Park Mee Young, Hastie Trevor
Google Inc., 1600 Amphitheatre Parkway, Mountain View, CA 94043, USA.
Biostatistics. 2008 Jan;9(1):30-50. doi: 10.1093/biostatistics/kxm010. Epub 2007 Apr 11.
We propose using a variant of logistic regression (LR) with (L)(2)-regularization to fit gene-gene and gene-environment interaction models. Studies have shown that many common diseases are influenced by interaction of certain genes. LR models with quadratic penalization not only correctly characterizes the influential genes along with their interaction structures but also yields additional benefits in handling high-dimensional, discrete factors with a binary response.

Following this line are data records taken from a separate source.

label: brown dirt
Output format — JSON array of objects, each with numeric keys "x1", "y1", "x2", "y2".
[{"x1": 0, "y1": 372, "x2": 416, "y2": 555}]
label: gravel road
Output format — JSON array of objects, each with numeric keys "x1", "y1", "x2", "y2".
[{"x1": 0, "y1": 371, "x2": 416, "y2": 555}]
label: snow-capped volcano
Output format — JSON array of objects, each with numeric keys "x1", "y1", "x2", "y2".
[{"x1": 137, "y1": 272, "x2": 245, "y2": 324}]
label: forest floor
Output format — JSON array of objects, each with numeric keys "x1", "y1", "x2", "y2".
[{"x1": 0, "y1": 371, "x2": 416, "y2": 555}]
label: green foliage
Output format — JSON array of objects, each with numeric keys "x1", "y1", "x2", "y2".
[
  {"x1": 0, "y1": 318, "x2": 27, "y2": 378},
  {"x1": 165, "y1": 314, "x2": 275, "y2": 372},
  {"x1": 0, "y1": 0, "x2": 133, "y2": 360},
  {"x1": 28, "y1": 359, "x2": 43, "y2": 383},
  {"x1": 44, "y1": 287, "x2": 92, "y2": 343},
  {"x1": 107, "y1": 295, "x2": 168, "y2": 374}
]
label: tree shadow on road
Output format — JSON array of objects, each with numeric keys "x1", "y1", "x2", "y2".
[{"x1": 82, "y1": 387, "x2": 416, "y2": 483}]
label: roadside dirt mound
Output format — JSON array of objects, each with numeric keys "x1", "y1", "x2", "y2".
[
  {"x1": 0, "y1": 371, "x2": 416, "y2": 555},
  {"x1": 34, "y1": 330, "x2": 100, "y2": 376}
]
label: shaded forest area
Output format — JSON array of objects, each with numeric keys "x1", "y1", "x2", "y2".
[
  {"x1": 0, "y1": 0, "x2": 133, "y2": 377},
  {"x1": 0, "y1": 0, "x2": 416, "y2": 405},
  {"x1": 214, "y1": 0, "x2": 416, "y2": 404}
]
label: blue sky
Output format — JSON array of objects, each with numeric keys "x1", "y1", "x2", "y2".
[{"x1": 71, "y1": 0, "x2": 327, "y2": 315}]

We illustrate the advantages of using an (L)(2)-regularization scheme and compare its performance with that of "multifactor dimensionality reduction" and "FlexTree," 2 recent tools for identifying gene-gene interactions. Through simulated and real data sets, we demonstrate that our method outperforms other methods in the identification of the interaction structures as well as prediction accuracy. In addition, we validate the significance of the factors selected through bootstrap analyses.
我们建议使用带有L2正则化的逻辑回归(LR)变体来拟合基因-基因和基因-环境相互作用模型。研究表明,许多常见疾病受到某些基因相互作用的影响。具有二次惩罚的LR模型不仅能正确表征有影响的基因及其相互作用结构,还能在处理具有二元响应的高维离散因素时带来额外的好处。我们阐述了使用L2正则化方案的优势,并将其性能与“多因素降维”和“FlexTree”这两种最近用于识别基因-基因相互作用的工具进行比较。通过模拟数据集和真实数据集,我们证明我们的方法在识别相互作用结构以及预测准确性方面优于其他方法。此外,我们通过自助法分析验证了所选因素的显著性。